Growth & Content Strategy
Strategic metrics and concepts that help creators plan content, benchmark performance, and build a sustainable growth trajectory.
- View Velocity
- The rate at which a video accumulates views in the first 24–48 hours after publishing. High view velocity signals to the algorithm that a video is resonating and triggers broader distribution. TubeAnalytics plots view velocity curves so you can compare launches across your back-catalogue. Learn how to optimize view velocity.
- Content Gap
- A topic that viewers in your niche are searching for but no well-performing video adequately covers. Identifying and filling content gaps is one of the highest-return strategies for channel growth because the competition is low while demand is proven.
- Benchmark
- A performance target derived from comparable channels, niche averages, or your own historical data.
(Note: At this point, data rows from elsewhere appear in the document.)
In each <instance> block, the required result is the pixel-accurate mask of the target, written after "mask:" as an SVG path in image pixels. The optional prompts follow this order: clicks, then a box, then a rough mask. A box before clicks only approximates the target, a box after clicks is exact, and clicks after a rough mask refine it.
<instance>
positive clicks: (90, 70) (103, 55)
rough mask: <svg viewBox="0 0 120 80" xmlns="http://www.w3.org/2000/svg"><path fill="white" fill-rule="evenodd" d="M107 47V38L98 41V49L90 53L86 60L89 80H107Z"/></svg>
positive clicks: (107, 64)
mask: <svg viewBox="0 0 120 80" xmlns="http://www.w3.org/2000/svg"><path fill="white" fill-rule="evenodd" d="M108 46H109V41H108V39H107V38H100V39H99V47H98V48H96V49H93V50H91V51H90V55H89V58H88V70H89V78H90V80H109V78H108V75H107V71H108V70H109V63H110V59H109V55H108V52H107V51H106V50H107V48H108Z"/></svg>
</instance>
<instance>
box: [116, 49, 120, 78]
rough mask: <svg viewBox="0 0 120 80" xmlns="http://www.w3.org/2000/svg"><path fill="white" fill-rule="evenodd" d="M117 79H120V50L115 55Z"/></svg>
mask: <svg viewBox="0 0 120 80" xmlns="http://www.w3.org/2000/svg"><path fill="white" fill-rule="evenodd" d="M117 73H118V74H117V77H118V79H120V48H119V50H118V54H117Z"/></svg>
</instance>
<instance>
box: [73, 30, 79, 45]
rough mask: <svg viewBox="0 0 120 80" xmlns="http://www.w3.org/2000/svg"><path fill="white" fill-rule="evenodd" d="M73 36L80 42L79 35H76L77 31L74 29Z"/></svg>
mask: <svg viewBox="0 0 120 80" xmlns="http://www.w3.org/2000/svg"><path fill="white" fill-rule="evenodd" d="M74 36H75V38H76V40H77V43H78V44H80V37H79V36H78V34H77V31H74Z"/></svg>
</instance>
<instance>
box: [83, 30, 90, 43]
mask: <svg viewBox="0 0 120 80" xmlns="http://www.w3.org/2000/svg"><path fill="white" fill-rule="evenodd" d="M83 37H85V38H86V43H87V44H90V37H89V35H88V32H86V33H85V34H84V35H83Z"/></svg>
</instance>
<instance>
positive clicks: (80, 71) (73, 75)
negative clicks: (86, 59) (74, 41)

TubeAnalytics uses benchmarks for CTR, AVD, RPM, and growth rate so you can see whether a metric is strong or weak relative to your competitive context. See how benchmarks guide strategy.
- Competitor Analysis
- The practice of tracking the upload cadence, video topics, CTR, and estimated performance of other channels in your niche. TubeAnalytics lets you monitor up to 20 competitor channels from a single dashboard without needing to visit each one manually. Explore competitor tracking features.
- Thumbnail A/B Testing
- Running two or more thumbnail variations for the same video and measuring which drives a higher CTR. YouTube's native testing shows which thumbnail performs better over a set period. TubeAnalytics tracks the outcome and stores it in your thumbnail test history.
- Long-Tail Keywords
- Search phrases with three or more words that have lower monthly search volume but higher viewer intent and far less competition than broad single-word terms. Long-tail keywords are usually the fastest path to ranking for a new or small channel.